Getting started with Stripe: Do it so it won’t scale

So you want to create a startup product that you want people to pay for? A great way to integrate payment is with Stripe. They make it super easy to accept credit card payments and their API is incredibly simple to use.

When I setup Email It In, the simple way to email files to Google Drive, Skydrive or Dropbox, I knew from the outset I wanted a way to monetize the service. So Stripe seemed like the obvious solution and so far I’m very happy with it.

But when thinking about payments anyone who understands credit cards and recurring payments knows that there’s a bunch of things you need to consider:

  • What happens when a payment is revoked? (called a “chargeback” in the credit card world)
  • What happens when a credit card expires?
  • What happens when a credit card is cancelled because of fraud against the owner?
  • What are the events I don’t understand because I don’t know all the details about payments – that’s not my business because I am just a nerd with a good idea?
  • How do I let someone cancel and get a refund?

What I know in life I know from experience, so how can you get experience of all of these things with Stripe without being super-human? We build it so that dealing with these issues is at first a manual problem, but so it gives us enough information in the system to make it automated in the future.

So what’s the secret?
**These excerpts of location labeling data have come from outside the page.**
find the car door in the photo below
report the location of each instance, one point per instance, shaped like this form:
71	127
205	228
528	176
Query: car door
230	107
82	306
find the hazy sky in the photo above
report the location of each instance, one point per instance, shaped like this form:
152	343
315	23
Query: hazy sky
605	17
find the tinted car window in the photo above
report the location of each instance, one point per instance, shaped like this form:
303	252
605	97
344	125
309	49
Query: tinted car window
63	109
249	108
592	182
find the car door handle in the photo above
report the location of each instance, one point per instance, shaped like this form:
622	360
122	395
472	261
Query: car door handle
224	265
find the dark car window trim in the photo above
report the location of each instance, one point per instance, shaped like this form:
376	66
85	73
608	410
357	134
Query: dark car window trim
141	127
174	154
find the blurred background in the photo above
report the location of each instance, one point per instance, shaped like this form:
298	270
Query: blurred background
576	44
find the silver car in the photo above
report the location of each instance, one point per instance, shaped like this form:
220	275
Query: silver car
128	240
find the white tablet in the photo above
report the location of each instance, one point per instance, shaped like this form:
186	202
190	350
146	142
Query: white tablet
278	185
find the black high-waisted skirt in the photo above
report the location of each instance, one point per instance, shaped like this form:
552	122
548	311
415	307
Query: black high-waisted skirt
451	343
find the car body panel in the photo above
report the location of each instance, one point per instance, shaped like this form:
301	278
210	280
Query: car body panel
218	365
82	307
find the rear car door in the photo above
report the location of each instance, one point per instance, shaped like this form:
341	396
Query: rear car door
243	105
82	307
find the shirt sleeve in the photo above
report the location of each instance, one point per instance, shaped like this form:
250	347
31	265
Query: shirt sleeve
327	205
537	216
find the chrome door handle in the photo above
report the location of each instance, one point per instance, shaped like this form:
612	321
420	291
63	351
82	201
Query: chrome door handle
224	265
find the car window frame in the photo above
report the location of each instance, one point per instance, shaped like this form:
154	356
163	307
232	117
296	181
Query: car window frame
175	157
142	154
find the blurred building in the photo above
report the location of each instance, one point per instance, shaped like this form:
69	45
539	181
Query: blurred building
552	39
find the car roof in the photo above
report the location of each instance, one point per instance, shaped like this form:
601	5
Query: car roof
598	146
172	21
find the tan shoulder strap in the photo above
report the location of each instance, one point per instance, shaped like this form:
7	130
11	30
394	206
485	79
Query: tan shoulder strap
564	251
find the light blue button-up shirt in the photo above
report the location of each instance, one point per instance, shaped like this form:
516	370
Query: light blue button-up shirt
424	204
The trick is in Stripe’s hooks.

They send you HTTP events when most of these things happen. The trick is to email yourself when you receive these events. The code for this in Node.js is simple:

app.post("/_stripe_hook", function (req, res) {
    console.log("Stripe hook called: ", req.body);
        from: "Email It In <stripe@emailitin.com>",
        to: "Matt Sergeant <helpme@gmail.com>",
        subject: "Stripe Hook Called",
        text: util.inspect(req.body, { depth: null }),
    }, function (err, response) {
        if (err) console.log(err);
        else console.log("Message Sent: " + response.message);

        return res.send(200);

Now the downside is that I see everything. For every initial credit card transaction I get 6 or 7 emails. But that visibility into the process is hugely useful. You get to see everything that happens and can deal with things you haven’t seen before very quickly. Yes you have to be able to understand JSON, but that’s fairly trivial even for non-developers.

Some day soon I’ll replace much of this with automation. But I’ll do that when the number of emails becomes too much. And that will frankly be considered a good day.